真逆にあるもの、奥にあるものが知りたいのです。

子供の頃から、以下のようなことをずっと考えていました。

なぜ人は人を傷つけるのか。
見えるものだけではなく、見えていないものは何か。
心は自然に偏るもの。バランスをいかにとるか。

固定概念という安全な枠を求める心がある反面、枠の不自由さも感じる。
自由は魅力だが、飛び出る怖さもある。
自由と不自由とは。

ジャッジをされるのが嫌なのに、誰かをジャッジしているという矛盾。
期待があるから裏切られる。でも、期待がない人生は虚しい。
欲とは何か?大欲があると小欲は我慢できる。
断絶とつながり。
捨てることと得ること。

こうやって書き出してみると、すべては、
何か一つで存在しているのではなく、くるくると回り続けています。
相関性の中で、絶えず変わっています。

私にとっては本質とはプロセスであり、
人生を通して本質を探す旅をしているのだと思います。
あらためて先生と話していて、気づかされました。

私にとって、本質とは借りてきた知識ではありません。
本質を探すことは、自分の中にあるものとの出会い。

日本での禅の師匠である藤田一照老師からも
「禅は知識ではない。

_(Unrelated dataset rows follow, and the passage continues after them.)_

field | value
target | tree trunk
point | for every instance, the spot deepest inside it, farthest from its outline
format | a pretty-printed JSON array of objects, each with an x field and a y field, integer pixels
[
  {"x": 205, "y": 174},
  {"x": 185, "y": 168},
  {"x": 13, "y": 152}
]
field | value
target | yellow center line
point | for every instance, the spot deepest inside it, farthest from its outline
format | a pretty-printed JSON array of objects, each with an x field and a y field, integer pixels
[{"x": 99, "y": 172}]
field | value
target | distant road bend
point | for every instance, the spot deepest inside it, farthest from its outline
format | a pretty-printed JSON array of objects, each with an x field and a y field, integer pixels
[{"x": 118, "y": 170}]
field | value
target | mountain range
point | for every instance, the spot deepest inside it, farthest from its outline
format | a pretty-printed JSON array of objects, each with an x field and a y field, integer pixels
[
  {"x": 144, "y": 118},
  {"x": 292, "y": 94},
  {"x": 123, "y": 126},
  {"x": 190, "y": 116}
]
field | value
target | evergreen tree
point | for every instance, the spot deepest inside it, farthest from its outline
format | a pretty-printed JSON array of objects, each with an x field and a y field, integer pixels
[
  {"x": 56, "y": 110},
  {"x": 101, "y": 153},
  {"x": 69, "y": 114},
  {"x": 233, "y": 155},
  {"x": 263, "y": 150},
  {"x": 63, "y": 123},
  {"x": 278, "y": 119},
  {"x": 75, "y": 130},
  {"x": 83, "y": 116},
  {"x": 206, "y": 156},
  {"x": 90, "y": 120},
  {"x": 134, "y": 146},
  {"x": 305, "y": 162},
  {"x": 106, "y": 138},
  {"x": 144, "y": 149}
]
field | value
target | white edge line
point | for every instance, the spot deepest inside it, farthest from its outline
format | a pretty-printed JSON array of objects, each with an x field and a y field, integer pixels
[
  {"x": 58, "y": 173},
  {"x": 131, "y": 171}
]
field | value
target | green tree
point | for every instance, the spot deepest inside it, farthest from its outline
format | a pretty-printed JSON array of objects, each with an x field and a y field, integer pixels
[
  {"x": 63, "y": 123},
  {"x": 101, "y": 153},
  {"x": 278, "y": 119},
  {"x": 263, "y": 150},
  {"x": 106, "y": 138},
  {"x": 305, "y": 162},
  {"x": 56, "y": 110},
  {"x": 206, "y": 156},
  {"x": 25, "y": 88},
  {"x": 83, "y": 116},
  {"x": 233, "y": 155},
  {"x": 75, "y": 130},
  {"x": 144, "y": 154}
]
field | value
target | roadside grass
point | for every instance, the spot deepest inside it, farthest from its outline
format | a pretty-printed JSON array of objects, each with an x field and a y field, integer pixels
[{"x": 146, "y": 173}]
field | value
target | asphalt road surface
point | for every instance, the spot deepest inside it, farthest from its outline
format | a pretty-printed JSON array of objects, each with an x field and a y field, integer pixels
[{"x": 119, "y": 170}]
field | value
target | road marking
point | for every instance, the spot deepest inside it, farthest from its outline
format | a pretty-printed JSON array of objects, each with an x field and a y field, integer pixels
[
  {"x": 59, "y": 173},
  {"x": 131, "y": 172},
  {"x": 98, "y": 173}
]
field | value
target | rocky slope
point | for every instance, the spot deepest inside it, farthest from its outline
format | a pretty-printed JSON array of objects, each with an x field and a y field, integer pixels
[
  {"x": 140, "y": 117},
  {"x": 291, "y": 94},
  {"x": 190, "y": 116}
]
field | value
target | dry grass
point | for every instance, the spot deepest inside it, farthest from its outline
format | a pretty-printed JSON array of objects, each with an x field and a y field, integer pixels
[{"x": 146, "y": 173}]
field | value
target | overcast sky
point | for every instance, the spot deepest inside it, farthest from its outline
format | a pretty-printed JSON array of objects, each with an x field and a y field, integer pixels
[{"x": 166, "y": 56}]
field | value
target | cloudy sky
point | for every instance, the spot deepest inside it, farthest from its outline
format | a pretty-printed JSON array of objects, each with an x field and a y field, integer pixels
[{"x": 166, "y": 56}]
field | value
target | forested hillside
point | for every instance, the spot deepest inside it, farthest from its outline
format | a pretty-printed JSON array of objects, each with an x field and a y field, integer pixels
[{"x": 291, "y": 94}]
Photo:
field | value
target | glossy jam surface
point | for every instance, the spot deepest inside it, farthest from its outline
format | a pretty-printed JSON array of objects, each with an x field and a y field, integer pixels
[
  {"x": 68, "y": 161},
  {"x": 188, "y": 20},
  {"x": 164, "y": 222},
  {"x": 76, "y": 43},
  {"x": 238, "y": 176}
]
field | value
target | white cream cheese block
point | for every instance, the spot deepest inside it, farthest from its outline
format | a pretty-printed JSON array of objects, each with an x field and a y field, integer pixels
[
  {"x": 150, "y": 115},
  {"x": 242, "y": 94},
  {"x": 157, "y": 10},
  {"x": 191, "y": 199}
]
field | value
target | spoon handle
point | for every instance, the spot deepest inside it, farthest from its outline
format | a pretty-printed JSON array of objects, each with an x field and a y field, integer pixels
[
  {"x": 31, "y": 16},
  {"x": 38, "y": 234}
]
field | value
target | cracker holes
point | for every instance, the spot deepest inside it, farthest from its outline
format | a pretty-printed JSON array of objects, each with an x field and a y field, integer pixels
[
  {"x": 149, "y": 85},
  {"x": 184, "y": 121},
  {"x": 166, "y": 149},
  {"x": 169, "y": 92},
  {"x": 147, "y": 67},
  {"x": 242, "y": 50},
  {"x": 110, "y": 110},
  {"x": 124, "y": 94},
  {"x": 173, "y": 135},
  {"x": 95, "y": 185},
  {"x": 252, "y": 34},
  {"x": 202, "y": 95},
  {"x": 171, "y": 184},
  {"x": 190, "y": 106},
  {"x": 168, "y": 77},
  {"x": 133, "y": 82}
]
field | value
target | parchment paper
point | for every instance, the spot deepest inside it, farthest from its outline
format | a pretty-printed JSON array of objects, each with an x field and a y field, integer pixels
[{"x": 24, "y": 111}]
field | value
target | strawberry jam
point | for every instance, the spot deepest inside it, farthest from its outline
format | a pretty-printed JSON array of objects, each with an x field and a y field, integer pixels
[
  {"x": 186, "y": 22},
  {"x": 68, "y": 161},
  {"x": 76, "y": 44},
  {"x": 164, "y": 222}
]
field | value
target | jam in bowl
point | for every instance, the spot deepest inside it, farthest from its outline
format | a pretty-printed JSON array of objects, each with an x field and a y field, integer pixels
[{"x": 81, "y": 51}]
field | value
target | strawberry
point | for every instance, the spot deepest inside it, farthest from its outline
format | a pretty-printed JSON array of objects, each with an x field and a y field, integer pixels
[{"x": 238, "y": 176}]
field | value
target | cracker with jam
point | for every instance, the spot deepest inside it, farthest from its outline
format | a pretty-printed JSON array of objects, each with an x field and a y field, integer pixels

知識を学ぶことは否定しないが、
体験がすべてだということを忘れてはいけない」と
よく釘をさされます。

しかし、アメリカでの体験は正直かなり痛いことが多いです。
何しろ、誰一人私の話を聞きたいという人はいないところからの
スタートでしたから。

こんなに痛いのに、なぜ続けているのかよく分からなくなります(笑)
一方で、本質を探す旅の中で、素敵な出会いがあります。
こうした出会いの中で、少しずつ私自身が磨かれていくのを感じます。

まるで、角張った石が、川に流され転がりながら、円くなっていくように。

そんな中、去年、「ゼロの対話」が生まれました。
禅とダイアログを融合させたご縁から生まれる対話。
私たちが本来的に持っている言葉に目覚めようという活動で、
日本とアメリカで少しずつ展開をはじめました。

「つながり」と「言葉」への探求は私のライフワークとなっています。

外の世界がどんなに変わっても、
そのときもただ本質を探し続けているのでしょう。
そして、怖さでいっぱいになりながら
新たな体験をしつづけているでしょう。

同じ自分はいません。絶えず変わり続けています。
同時に、それは変わらないために変わり続けていくともいえます。

それにしても自分で自分のことはなかなか分からない。
誰かに見てもらうことが大切ですね。
だから、師匠が必要なのだと思います。

さて、4月も10日からアメリカに行ってきます。
今回もロサンゼルスでの坐禅会を開催する予定です。
また、報告させていただきますね。